Dass Menschen eines Tages auf dem Mars landen werden, gilt als sehr wahrscheinlich. Wie ihr Leben dort aussehen könnte, erforschen die Philosophen Norman Sieroka und Abootaleb Safdari.

Forschung / Weltraum

Kaum Sauerstoff, gesundheitsschädliche Weltraumstrahlung, Temperaturen bis zu -120 Grad – die Lebensbedingungen auf dem Mars erscheinen lebensfeindlich. Dennoch wetteifern Weltraumorganisationen und private Organisationen wie SpaceX darum, Menschen genau dorthin zu schicken. Schon in den 2030er Jahren könnte es laut Angaben der NASA so weit sein. Doch wie könnte das menschliche Leben auf dem Mars konkret aussehen? Dazu forschen Wissenschaftler:innen der Universität Bremen in der Initiative Humans on Mars. Zu ihnen gehören auch Norman Sieroka, Professor für Theoretische Philosophie, und Dr. Abootaleb Safdari, wissenschaftlicher Mitarbeiter. „Auf dem Mars werden wir existenziell auf Maschinen und Roboter und KI-Systeme angewiesen sein“, sagt Sieroka. Doch was macht das mit unserem Verhältnis zu ihnen?

Um einer Antwort auf diese Frage etwas näher zu kommen, tauschen sich Sieroka und Safdari eng mit den anderen Forschenden in „Humans on Mars“ aus. Seit rund zwei Jahren besteht die Initiative, in der Forschende aus den Natur- und Ingenieurwissenschaften sowie den Geistes- und Sozialwissenschaften kooperieren. Einige von ihnen ergründen beispielsweise, welche Lebewesen wie auf dem Mars gezüchtet werden müssen, um Nahrungsmittel, Bioplastik oder Sauerstoff herzustellen. Andere beschäftigen sich mit der Weltraumstrahlung: Sie ist für Menschen schädlich, doch könnte sie eventuell auch als Energiequelle genutzt werden? Viele der unterschiedlichen Forschungsansätze kommen zusammen in einem Antrag für die Exzellenzinitiative von Bund und Ländern. Für ihr Projekt „Die Marsperspektive: Ressourcenknappheit als Grundlage eines Paradigmas der Nachhaltigkeit“ werden die Forschenden im August 2024 einen Vollantrag einreichen.
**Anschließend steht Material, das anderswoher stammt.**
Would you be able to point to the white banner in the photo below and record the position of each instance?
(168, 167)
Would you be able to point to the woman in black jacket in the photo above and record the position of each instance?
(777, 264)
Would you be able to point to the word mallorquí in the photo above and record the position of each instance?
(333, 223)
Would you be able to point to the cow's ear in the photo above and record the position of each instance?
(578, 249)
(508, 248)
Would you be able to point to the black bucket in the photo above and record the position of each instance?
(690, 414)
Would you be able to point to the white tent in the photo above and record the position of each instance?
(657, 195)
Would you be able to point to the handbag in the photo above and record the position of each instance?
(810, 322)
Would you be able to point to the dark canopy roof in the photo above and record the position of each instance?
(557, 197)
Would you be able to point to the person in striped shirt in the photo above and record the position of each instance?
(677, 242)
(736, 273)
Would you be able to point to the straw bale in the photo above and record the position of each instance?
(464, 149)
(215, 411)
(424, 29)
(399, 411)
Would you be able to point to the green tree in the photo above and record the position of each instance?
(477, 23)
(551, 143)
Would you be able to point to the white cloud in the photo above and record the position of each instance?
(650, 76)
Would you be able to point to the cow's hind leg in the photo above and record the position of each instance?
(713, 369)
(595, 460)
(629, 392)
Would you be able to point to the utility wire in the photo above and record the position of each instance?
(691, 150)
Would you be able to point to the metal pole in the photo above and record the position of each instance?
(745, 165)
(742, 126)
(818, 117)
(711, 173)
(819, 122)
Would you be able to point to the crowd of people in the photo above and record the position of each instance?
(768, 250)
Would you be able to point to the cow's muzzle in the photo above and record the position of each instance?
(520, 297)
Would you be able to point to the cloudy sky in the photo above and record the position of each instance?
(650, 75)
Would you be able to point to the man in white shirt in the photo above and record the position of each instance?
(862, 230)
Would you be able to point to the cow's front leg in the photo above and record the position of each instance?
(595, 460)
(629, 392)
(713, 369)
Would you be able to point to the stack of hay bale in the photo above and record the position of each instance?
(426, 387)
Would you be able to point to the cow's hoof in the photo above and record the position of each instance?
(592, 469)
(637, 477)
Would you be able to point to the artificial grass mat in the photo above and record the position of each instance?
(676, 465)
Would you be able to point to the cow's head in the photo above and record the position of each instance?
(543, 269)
Leben auf dem Mars – zwischen Gedankenexperiment und realer Perspektive

„In der Philosophie hat die Beschäftigung mit dem Weltraum eine lange Tradition“, erläutert Norman Sieroka. Die unendlichen Weiten des Weltalls sowie die scheinbar perfekten Kreisbahnen von Planeten faszinierten bereits antike Philosophen wie Aristoteles. Zu der Sehnsucht nach dem Fernen und Unbekannten kommt jedoch noch eine andere Denktradition. Sie bewegt sich in die entgegengesetzte Richtung – nicht von der Erde in den Weltraum, sondern vom Weltraum auf die Erde zurück. Was lernen wir über unser Leben hier, wenn wir aus der Entfernung darauf blicken? Antworten auf diese Frage können beispielsweise Raumfahrende geben, die die Erde aus dem Weltraum gesehen haben. Viele berichten von einem erhabenen Gefühl und einer Verbundenheit mit der ganzen Menschheit. Diese veränderte Wahrnehmung des Lebens auf der Erde wird in der Forschung unter dem Begriff des Overview-Effekts zusammengefasst.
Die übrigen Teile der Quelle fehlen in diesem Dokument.